I have been reviewing films all my life, semi-professionally in the past and for the past 10 or 12 years on imdb and more recently in letterboxd and facebook. The idea of this blog is to get as many of those reviews gathered together in one place. I have had a great deal of support and encouragement from a lot of people throughout the world and I hope that continues. Now for the ratings. **** = not to be missed. *** = highly recommended. ** = recommended. * = of interest and no stars = avoid..
Thursday, 29 June 2023
ASTEROID CITY **
You might describe Wes Anderson's "Asteroid City" as the most Wes Anderson of Wes Anderson's films or even the most marmite movie ever made and I'm sure it's a film that will divide even his most ardent admirers. Personally speaking I'm still not sure where I stand on it; there is a lot here I liked and yet for about the first twenty minutes or so it seemed like a film I was destined to hate.
To say what it's about would clearly be a waste of time since it isn't really 'about' anything. I've often described Anderson's films as being like a series of New Yorker cartoons brought to life but they were New Yorker cartoons embedded in some pretty decent storytelling. Here he seems to have dispensed with storytelling altogether and just given us the cartoons voiced by his all-star cast. For a good deal of the time it works though sometimes the 'cleverness' just falls flat.
It's really another 'movie-within-a-movie' though as we are told by narrator Bryan Cranston at the beginning what we are seeing is a play in three acts, interrupted by inserts of 'behind the scenes' stuff. You could say the inserts represent real-life; everything else is the play with Anderson choosing black-and-white Academy ratio for the reality and widescreen and colour for the play which is set in the fictional Asteroid City of the title and where a group of junior star-gazers and others find themselves. The year is 1955, atomic tests are going on in the background and there's a spaceship and an alien on the prowl.

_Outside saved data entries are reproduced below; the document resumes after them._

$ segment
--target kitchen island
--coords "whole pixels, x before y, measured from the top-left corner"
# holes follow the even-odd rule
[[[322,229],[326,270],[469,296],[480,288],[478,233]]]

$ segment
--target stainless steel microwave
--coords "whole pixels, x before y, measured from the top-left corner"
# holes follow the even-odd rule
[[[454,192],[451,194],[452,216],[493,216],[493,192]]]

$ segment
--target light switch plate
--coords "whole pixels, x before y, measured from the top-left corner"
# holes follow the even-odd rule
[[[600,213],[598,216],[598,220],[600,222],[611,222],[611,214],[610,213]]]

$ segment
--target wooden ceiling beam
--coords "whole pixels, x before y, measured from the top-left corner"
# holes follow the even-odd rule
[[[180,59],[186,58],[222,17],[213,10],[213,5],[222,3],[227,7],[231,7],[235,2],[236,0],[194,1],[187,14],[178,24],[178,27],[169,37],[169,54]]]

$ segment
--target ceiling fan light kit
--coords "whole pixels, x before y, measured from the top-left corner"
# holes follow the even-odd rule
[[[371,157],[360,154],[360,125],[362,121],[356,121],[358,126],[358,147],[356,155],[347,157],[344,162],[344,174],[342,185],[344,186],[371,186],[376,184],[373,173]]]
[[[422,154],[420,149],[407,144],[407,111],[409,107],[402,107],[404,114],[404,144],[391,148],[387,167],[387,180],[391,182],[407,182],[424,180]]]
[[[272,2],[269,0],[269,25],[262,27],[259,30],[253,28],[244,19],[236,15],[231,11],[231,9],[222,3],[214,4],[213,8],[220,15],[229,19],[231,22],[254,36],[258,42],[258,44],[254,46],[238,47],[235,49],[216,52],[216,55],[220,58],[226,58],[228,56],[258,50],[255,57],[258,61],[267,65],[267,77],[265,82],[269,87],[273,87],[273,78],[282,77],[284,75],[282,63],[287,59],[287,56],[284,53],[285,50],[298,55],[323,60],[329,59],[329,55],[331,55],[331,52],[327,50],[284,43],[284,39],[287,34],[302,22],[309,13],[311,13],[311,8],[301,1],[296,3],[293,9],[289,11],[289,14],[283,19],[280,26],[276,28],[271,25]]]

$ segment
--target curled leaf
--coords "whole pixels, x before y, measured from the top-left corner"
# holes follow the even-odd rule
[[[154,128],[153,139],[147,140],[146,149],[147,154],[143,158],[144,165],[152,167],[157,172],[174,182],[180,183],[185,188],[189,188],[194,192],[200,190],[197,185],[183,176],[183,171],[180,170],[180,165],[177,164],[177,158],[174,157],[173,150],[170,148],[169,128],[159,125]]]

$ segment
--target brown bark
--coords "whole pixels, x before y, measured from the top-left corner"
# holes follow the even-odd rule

To be honest it's probably the slightest of all Anderson's constructs but it's certainly gorgeous to look at and given that they have nothing tangible to do or say the cast are actually very good and it's often very funny. It's certainly a marked improvement on "The French Dispatch" but I still long for the days of "The Royal Tennebaums", "The Life Aquatic with Steve Zissou" or "Moonrise Kingdom" where the actors not only had roles they could flesh out but where Anderson found a humanity in the clever wordplay and where the background stayed in the background. The way he is going now he may as well ditch the actors altogether and just film his admittedly eye-candy sets.